Osteopetrosis is a rare bone dysplasia, characterized by failure of bone resorption and persistence of calcified chondroid and primitive bone thought to be due to functional deficiency of osteoclasts.1,2 The effects of osteoclastic dysfunction may primarily or secondarily affect several organ systems, including skeletal, endocrine, neurologic, hematopoetic, renal, immunologic, ophthalmologic and otorhinolaringologic systems.3-6
In the skeletal system the pathologic process includes failure of normal skeletal growth and remodeling, failure of normal bone healing, failure of hematopoesis and abnormal development of cranial neural foramina with resultant cranial neuropathies.
This article presents a case of 4 relatives who presented with fractures and myelodysplastic anemia of varying severity.
A 28 year-old woman (II/9) was diagnosed with osteopetrosis at age 1 year after sustaining a forearm fracture.
Examination of the extended blood relatives revealed that one sister (II/3), one nephew (III/8), maternal grandmother (0/2), and one maternal uncle (I/3) also had osteopetrosis.
In 1996, the patient sustained a subtrochanteric fracture of the right femur after a fall. Examination revealed short stature, slight strabismus, and no splenomegaly. She had progressive optic nerve atrophy. Laboratory findings showed mild anemia (Hb 9.8g/dL, hematocrit 32%, white blood cell count 9500/mm3, and platelet count 280/mm3). Radiographs showed markedly increased bone density of the axial skeleton and long bones with a rugger-jersey appearance of the spine (Figure 1).
Growth defects were seen in the distal femora, with the Erlenmeyer flask deformity (Figure 2). Endobones were apparent in the metacarpal (Figure 3A) and tarsal bones (Figure 3B). Open reduction and fixation with a dynamic hip screw was performed. Her postoperative course was uneventful. The fracture healed 12 months postoperatively.

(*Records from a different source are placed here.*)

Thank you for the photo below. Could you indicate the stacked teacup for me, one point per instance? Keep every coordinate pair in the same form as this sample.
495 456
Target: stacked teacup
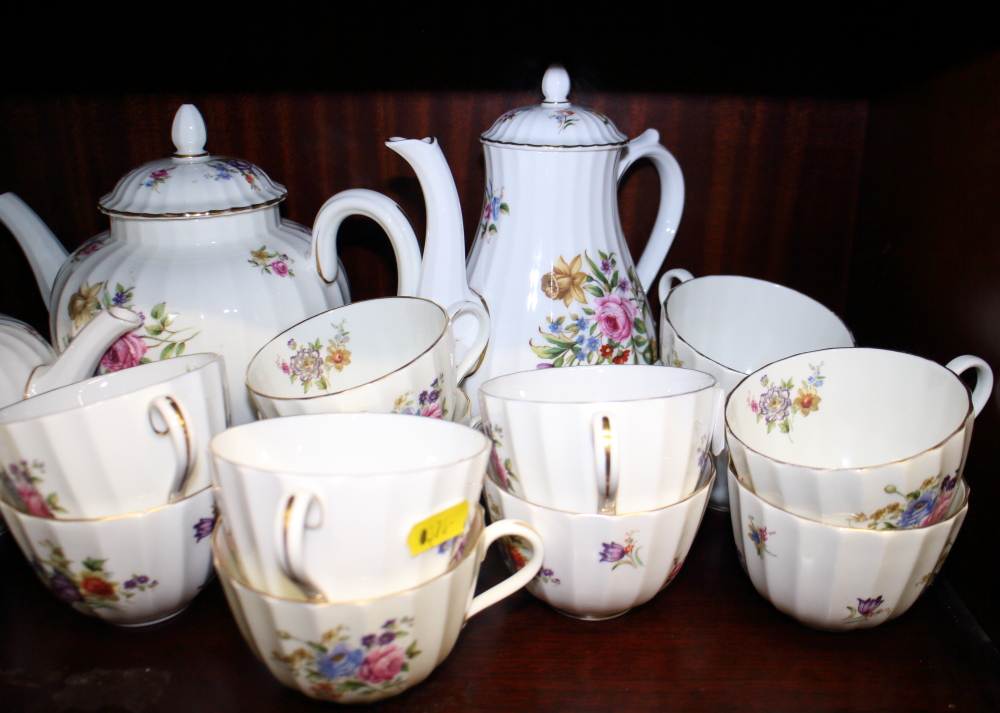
847 491
105 486
612 466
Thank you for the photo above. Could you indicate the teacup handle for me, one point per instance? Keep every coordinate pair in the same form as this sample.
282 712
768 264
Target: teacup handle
300 510
175 427
667 281
984 378
606 461
471 357
385 212
501 591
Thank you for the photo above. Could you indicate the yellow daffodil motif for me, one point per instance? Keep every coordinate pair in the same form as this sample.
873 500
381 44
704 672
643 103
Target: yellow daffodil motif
84 303
565 282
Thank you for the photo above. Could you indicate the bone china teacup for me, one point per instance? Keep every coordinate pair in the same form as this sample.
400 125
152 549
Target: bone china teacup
602 439
347 506
114 444
390 355
363 651
863 438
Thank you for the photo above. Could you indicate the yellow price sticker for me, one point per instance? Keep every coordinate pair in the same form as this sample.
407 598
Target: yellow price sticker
438 528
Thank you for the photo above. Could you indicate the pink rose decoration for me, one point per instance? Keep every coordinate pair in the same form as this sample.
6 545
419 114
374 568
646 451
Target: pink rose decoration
34 501
616 315
280 268
124 354
382 665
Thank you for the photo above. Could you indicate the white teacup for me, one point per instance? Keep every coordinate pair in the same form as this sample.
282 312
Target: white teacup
390 355
363 651
347 506
130 570
602 439
119 443
725 325
837 578
864 438
600 566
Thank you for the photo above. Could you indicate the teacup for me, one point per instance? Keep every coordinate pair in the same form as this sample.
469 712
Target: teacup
859 437
119 443
600 566
725 325
347 506
390 355
831 577
129 570
602 439
363 651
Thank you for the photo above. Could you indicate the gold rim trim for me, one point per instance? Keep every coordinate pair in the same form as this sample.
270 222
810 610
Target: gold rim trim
203 214
477 528
970 412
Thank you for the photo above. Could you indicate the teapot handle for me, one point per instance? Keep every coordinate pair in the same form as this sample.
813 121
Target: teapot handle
385 212
668 218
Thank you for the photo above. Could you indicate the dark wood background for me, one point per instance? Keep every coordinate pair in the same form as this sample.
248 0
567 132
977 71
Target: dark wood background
859 164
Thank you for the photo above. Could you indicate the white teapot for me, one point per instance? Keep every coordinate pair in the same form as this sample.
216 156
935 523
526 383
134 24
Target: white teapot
198 250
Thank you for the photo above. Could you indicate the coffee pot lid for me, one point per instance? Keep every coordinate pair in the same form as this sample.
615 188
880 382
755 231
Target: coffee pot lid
191 183
555 123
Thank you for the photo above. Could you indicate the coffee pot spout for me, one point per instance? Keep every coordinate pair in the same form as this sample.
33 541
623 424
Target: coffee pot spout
44 251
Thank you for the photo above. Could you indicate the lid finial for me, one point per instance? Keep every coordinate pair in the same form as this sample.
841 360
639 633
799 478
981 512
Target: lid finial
189 132
555 85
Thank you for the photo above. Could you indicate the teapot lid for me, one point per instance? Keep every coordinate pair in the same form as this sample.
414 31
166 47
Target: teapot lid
192 183
555 123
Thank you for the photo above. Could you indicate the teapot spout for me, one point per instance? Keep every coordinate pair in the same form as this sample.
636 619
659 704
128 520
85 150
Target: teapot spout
44 251
442 276
84 353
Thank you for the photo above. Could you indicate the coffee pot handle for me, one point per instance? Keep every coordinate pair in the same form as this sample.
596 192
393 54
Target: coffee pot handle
647 145
520 578
385 212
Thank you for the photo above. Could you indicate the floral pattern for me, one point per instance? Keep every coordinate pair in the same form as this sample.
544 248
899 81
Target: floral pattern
622 554
156 178
227 169
565 118
613 332
866 609
19 485
493 208
309 365
759 537
90 587
336 666
777 407
923 507
429 403
271 263
132 348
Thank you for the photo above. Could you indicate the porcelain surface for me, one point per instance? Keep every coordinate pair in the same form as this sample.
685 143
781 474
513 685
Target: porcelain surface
836 578
802 437
602 438
600 566
364 651
290 508
132 570
391 355
549 257
114 444
717 324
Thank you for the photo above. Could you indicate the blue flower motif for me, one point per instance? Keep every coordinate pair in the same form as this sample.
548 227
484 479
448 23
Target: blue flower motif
340 662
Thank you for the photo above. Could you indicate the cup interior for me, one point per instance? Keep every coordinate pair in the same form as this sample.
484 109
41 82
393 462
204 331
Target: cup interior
348 444
735 320
586 384
867 407
105 387
346 347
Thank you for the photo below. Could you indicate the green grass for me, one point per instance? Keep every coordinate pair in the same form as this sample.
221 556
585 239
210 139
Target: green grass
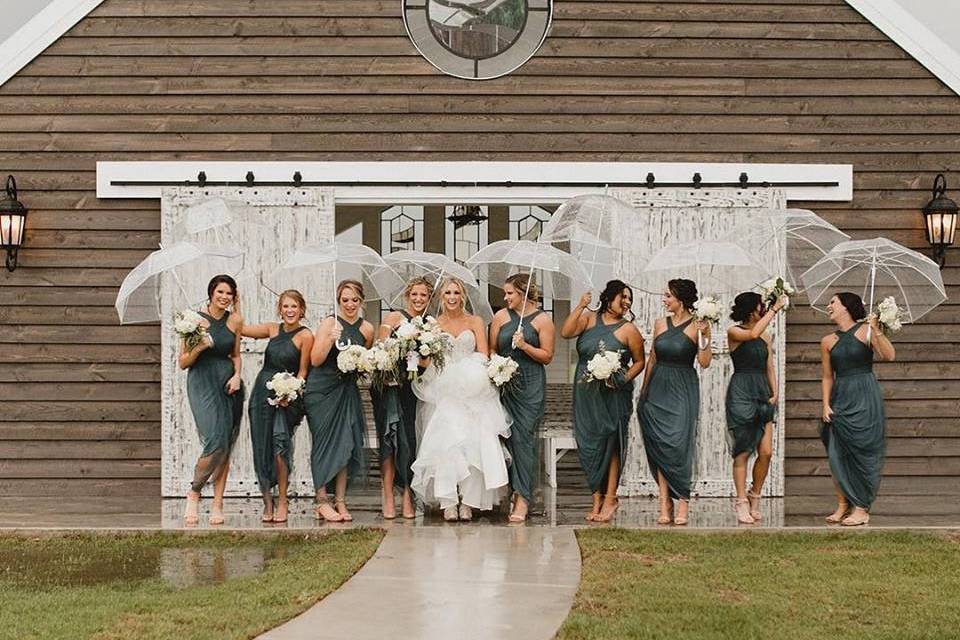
773 586
106 587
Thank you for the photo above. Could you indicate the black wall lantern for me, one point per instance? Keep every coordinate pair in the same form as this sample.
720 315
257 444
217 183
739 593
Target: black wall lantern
940 215
13 222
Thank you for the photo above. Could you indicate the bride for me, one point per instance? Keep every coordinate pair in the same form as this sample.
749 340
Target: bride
460 462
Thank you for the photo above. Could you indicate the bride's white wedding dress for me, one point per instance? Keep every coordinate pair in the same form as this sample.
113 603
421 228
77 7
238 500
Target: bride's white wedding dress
460 445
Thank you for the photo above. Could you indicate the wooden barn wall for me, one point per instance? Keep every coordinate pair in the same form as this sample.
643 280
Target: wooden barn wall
745 81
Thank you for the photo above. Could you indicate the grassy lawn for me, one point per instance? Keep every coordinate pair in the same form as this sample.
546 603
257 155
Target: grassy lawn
169 586
780 585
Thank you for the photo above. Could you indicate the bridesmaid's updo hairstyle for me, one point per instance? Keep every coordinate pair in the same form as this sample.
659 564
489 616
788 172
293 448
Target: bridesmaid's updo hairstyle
297 297
355 286
854 304
683 290
744 305
521 282
222 278
610 292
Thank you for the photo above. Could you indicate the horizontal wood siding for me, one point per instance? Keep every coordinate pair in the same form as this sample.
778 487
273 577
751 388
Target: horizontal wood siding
746 81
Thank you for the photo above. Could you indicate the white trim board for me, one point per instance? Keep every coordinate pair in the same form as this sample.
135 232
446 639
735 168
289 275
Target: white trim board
568 179
40 32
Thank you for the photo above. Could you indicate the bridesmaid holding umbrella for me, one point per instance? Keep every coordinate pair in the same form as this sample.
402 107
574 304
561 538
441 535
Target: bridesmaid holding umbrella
272 423
854 424
215 393
395 410
532 348
601 410
332 403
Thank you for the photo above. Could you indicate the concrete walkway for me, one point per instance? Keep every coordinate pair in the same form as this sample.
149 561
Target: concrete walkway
459 581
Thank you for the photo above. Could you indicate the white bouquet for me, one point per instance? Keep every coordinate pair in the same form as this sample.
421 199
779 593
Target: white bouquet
603 365
422 337
707 308
188 325
772 289
889 316
382 362
285 387
352 359
501 371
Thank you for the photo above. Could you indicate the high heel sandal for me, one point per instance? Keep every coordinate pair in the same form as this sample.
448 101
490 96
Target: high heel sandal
754 499
742 509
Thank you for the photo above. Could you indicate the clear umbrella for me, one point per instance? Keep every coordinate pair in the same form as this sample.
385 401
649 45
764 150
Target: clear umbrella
409 264
875 269
139 297
794 239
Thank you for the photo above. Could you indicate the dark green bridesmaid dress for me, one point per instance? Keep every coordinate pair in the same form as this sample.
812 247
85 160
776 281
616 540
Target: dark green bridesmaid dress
395 417
272 427
525 402
335 415
856 436
216 413
669 408
748 397
601 415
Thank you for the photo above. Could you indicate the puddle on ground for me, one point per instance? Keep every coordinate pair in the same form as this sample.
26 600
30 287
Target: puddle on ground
178 567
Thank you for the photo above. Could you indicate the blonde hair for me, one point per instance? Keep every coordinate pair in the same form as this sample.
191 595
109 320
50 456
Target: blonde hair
297 297
522 282
356 286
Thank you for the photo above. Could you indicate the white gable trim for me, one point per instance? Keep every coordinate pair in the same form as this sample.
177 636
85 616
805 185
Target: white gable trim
914 37
40 32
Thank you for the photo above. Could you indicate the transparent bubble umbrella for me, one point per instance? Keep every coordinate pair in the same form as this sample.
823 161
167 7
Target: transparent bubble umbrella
187 265
792 239
409 264
558 273
875 269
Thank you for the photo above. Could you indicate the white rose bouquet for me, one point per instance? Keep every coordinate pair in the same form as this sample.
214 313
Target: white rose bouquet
603 366
187 324
889 316
382 361
707 308
422 337
772 289
501 370
286 387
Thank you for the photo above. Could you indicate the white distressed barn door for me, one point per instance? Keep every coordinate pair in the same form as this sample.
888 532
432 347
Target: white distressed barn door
268 224
669 216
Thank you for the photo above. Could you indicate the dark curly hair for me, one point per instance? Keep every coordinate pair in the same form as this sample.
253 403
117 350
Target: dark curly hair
222 278
610 292
852 303
685 291
744 305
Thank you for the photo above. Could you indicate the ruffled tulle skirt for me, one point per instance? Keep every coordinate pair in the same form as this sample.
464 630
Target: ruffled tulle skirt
460 452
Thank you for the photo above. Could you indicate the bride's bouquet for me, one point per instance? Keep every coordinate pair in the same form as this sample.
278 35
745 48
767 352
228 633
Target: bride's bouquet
422 337
382 361
188 325
707 308
501 370
286 387
889 316
603 366
772 289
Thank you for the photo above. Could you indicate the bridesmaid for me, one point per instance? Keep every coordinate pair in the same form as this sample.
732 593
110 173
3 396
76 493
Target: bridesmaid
395 411
532 348
670 403
601 414
751 398
853 428
272 427
332 403
215 393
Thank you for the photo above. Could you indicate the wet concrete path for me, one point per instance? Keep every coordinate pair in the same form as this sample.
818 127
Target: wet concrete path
461 581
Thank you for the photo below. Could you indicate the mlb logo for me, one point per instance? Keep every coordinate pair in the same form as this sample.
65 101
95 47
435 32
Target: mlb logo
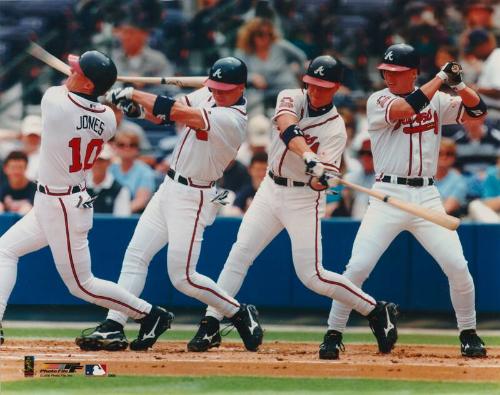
96 369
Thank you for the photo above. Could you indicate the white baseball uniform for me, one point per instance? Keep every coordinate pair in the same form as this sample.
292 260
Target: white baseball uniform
408 148
178 213
297 208
73 132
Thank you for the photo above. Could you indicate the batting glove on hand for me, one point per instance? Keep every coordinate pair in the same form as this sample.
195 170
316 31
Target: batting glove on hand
314 167
454 75
114 96
132 109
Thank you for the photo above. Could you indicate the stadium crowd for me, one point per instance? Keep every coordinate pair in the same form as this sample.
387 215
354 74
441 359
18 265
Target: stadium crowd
275 39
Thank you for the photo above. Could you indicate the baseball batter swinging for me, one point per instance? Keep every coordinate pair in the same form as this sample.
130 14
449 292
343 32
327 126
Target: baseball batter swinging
215 118
307 128
74 128
404 123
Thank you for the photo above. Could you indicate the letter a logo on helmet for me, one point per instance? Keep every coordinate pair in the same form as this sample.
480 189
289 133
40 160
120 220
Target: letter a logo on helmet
217 73
320 71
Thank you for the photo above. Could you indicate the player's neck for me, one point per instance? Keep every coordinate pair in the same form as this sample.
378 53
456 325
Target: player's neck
86 95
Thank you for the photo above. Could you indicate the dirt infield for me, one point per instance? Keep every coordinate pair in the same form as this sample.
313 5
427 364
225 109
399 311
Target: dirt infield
412 362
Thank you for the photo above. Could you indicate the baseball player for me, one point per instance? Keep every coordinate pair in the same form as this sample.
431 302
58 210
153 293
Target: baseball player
74 128
215 118
404 123
306 128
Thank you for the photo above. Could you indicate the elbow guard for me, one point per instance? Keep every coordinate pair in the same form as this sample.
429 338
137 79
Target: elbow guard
417 100
290 133
162 108
477 111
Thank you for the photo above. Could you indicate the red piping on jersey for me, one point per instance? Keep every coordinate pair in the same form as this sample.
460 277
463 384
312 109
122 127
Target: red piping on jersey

Figure 3: Case 1. Radiograph of a 28-year-old woman with “endobones” in metacarpal (A) and tarsal (B) bones.
Two years later, she sustained a subtrochanteric fracture of the left femur. The fracture was fixed with a dynamic hip screw. Drilling and reaming for the implant were difficult, with an operating time of 4 hours. The early postoperative course was uneventful.
Thirty-two months postoperatively, the patient developed a discharging sinus and reported intermittent pain in her left hip. Repeated smears from the sinus showed pus cells but no organisms, and cultures were repeatedly negative. Radiographs showed a periosteal reaction around the implant (Figure 4) and a healed fracture. Laboratory results revealed ESR 96/h, WBC 14,000/mm3, and CRP 45.
Figure 4: Case 1. Radiograph of the left hip 30 months after fixation of the subtrochanteric fracture with DHS, with apparent osteolysis around the implant. Figure 5: Case 1. Radiograph of the left hip 4 years after fixation shows a healed fracture after implant removal.
She was treated with antibiotics (cloxacillin and amoxicillin and potassium clavulanate). Thirty-seven months after the initial surgery the implant was removed and gentamycin beads inserted for persistent infection. The beads were removed after 1 month. The infection temporarily subsided, no discharge was observed, the patient was pain free, and the laboratory findings returned to normal values.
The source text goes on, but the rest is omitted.